I wish the States had a similar system. Seriously, I'm headed to Colorado this summer for a friend's wedding and my choices for transport are a) rent a car or b) rent a car. Or c) ride the Greyhound at 2am by myself from the sketchy bus station in an unknown city. So really, just a) and b).

But I digress.

Last Thursday was the Feast of Corpus Christi, called Fronleichnam in Germany. Don't ask me what that means. As is often the case, largely-secular Germany has a tradition of religious holidays and no one is willing to give that up because of silly things like not actually following the religion in question, so we had a four-day weekend. I headed to England to visit some friends who are studying there. As a cost-conscious person, I flew Ryanair, Europe's budget airline. They manage to be cheap because they fly out of the most inconvenient, non-central airports possible. In Germany it's not an issues - there's a bus that goes straight from my city to Frankfurt Hahn (the budget airport): eleven euros, one hour, badabing, badaboom.

Not so easy in England. London's budget airport is called Stansted and it is the spawn of the devil. Buses travel the two hours from Stansted to London with some frequency, but I was going to Oxford and I was on a pretty tight schedule to get there before my hosts left for an evening engagement. I wasn't keen on wandering the streets for several hours Friday night. I bought a ticket for one of the few buses that goes from Stansted to Oxford - as Oxford is a student town, you'd think there would be more buses, but no - and was three minutes late thanks to a combination of plane delays and England's obsessive, excessive border control. I missed the bus and discovered that the next direct one left in three hours, too late for my agreed-upon meeting time.

Thankfully I was able to work out an alternate route through London, switched buses, and made it with four minutes to spare.

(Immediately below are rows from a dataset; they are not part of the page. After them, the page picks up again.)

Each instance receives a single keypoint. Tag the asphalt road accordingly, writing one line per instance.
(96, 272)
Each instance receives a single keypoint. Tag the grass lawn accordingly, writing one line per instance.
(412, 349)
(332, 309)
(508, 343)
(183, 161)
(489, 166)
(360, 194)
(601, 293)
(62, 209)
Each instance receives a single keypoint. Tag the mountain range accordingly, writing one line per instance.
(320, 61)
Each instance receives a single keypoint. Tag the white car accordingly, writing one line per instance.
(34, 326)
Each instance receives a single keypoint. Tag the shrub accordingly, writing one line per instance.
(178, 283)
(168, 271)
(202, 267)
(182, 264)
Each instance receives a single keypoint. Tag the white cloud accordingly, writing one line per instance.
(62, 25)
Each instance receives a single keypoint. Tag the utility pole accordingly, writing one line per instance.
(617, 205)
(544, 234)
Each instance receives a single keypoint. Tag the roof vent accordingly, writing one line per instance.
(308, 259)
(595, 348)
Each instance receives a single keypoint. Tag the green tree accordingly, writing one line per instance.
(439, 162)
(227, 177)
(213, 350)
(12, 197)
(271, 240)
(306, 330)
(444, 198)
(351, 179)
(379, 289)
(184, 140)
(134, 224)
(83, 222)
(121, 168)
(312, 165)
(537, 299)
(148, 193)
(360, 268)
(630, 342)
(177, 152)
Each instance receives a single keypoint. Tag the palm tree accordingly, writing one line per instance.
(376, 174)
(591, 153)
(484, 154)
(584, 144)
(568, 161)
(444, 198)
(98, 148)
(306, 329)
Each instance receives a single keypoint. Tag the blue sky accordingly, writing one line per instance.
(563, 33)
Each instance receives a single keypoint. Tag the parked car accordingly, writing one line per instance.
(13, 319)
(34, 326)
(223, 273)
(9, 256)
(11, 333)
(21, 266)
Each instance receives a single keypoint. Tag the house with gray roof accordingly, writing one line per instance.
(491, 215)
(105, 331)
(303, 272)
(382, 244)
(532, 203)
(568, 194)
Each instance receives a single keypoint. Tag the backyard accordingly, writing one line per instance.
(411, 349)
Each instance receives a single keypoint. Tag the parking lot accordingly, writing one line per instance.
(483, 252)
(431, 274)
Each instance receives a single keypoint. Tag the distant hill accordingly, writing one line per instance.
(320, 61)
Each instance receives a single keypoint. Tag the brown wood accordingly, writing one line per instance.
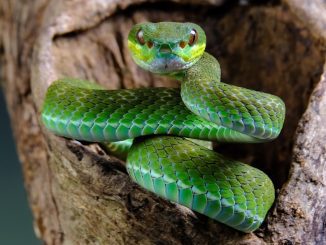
(79, 194)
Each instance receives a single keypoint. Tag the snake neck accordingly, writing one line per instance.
(207, 69)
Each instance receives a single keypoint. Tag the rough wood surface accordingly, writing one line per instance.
(79, 194)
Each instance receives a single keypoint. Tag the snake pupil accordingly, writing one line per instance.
(193, 37)
(140, 37)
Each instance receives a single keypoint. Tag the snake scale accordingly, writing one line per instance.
(160, 120)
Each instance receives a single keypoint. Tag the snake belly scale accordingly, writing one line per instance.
(160, 120)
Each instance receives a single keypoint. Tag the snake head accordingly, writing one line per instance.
(166, 47)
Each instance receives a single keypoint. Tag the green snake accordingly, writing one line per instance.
(161, 158)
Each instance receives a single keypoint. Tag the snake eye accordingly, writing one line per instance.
(140, 37)
(182, 44)
(150, 44)
(193, 37)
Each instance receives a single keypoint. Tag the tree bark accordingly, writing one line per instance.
(80, 194)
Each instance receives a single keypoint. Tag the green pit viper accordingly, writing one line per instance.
(160, 120)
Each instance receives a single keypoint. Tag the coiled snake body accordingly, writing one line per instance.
(161, 159)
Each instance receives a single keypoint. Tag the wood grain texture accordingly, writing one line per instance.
(79, 194)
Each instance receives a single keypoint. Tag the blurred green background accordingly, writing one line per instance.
(16, 225)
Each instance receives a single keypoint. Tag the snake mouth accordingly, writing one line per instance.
(168, 63)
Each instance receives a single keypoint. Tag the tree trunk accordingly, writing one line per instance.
(80, 194)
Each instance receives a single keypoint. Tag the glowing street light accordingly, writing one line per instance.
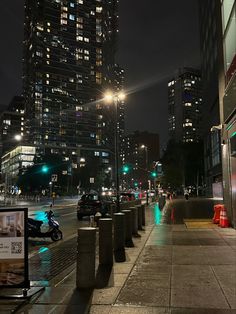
(115, 98)
(18, 137)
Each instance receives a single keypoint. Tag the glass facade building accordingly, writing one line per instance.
(228, 106)
(69, 47)
(185, 105)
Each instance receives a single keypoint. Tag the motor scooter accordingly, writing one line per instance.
(34, 228)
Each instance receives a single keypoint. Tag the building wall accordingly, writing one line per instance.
(185, 105)
(211, 56)
(69, 47)
(227, 94)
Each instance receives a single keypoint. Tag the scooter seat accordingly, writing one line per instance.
(37, 223)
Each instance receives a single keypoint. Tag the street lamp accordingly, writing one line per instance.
(115, 98)
(146, 154)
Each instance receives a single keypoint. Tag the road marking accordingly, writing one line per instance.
(67, 214)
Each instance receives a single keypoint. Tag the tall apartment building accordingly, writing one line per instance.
(142, 151)
(69, 47)
(12, 124)
(211, 55)
(185, 105)
(227, 96)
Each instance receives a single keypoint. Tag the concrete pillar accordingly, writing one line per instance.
(85, 268)
(134, 211)
(140, 217)
(105, 241)
(128, 228)
(119, 231)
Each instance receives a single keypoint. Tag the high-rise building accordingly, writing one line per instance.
(227, 96)
(141, 153)
(211, 56)
(185, 105)
(218, 41)
(69, 49)
(12, 124)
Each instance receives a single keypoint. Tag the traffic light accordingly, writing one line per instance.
(44, 169)
(153, 174)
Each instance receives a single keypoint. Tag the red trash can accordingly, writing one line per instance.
(217, 209)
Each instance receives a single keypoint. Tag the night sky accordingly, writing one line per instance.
(156, 37)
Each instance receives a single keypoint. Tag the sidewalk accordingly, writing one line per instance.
(171, 269)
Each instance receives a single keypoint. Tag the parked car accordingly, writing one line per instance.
(127, 196)
(90, 204)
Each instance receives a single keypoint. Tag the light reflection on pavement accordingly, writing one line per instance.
(157, 214)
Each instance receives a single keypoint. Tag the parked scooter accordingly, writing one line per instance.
(34, 228)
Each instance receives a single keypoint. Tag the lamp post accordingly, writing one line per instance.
(146, 155)
(115, 98)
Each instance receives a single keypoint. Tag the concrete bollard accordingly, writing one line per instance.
(134, 211)
(119, 237)
(143, 215)
(128, 228)
(85, 267)
(105, 241)
(119, 231)
(140, 217)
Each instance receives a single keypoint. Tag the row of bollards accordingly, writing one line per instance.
(114, 235)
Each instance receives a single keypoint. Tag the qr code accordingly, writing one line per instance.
(16, 247)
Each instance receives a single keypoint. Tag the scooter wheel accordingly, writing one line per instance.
(56, 235)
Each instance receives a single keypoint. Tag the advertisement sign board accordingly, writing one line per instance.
(13, 248)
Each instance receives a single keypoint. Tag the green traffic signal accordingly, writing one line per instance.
(44, 169)
(154, 174)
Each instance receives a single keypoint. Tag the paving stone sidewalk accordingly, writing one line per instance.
(171, 269)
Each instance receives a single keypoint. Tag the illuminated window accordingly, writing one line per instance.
(98, 9)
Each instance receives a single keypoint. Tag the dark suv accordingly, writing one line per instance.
(90, 204)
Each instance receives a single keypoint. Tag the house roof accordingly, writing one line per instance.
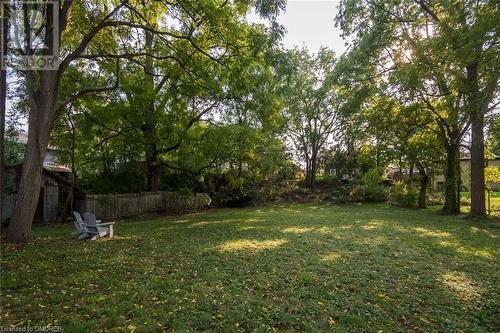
(47, 167)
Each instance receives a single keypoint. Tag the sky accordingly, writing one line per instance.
(310, 23)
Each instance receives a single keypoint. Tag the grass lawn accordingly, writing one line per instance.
(341, 268)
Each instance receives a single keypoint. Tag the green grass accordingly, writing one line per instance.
(301, 268)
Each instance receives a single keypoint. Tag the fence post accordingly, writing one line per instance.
(195, 201)
(116, 205)
(140, 202)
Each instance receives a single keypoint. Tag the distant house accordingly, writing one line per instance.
(56, 179)
(438, 181)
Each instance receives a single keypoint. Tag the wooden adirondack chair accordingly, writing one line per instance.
(95, 228)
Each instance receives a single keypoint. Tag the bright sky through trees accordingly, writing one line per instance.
(310, 23)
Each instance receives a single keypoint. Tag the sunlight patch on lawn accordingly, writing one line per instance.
(372, 225)
(251, 244)
(461, 285)
(297, 230)
(467, 251)
(427, 232)
(332, 256)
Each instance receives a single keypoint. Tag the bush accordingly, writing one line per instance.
(233, 197)
(368, 193)
(404, 195)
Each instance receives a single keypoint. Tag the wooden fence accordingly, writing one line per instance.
(110, 206)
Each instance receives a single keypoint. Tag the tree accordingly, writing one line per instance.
(441, 54)
(310, 107)
(82, 27)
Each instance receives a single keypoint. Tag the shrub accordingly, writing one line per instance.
(404, 195)
(373, 177)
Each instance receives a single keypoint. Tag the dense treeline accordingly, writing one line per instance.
(157, 95)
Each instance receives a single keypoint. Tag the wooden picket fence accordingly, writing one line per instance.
(118, 205)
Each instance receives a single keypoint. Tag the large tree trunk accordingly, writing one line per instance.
(149, 131)
(3, 102)
(452, 176)
(478, 205)
(424, 182)
(152, 170)
(31, 177)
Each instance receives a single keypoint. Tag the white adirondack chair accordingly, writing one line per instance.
(79, 226)
(95, 228)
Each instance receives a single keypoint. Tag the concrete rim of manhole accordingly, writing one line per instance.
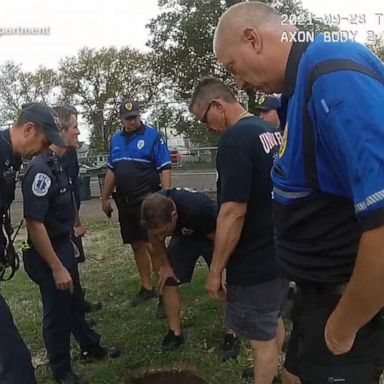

On Monday, I again pre-booked my ticket on a bus direct to Stansted, waited at the nearest bus stop, and watched my bus drive right by without stopping. Again I found an alternate route through London, inquired at the main office as to the reason my bus had not stopped, and was told that I'd booked it for the wrong stop. That particular bus, uniquely of all the buses in Oxford, only stops at the places where you have pre-booked. I had accidentally chosen the city center rather than the stop closest to where I was staying when buying my ticket, and so the bus passed me by.

Equally thankfully, I was able to buy a ticket on another bus that got me to Stansted just in time for my flight back to Germany.

So this morning I was already feeling a little sour towards European public transportation. Just to tease me, my bus was late this morning, so I missed my usual train, and the second train was also late, though only by five minutes. I power-walked to school, arrived somewhat sweaty but (barely) on time, and promptly began to think longingly about my environmentally-unsound personal car waiting for me in the States. I know buses and trains are the way of the future and I'd really prefer that Colorado had some useful ones, but right now I'm not feeling kindly towards public transportation. Give me a car with automatic transmission over National Express or DeutscheBahn any day.

At least until tomorrow when I'd actually have to drive it. The Germans drive like crazy people.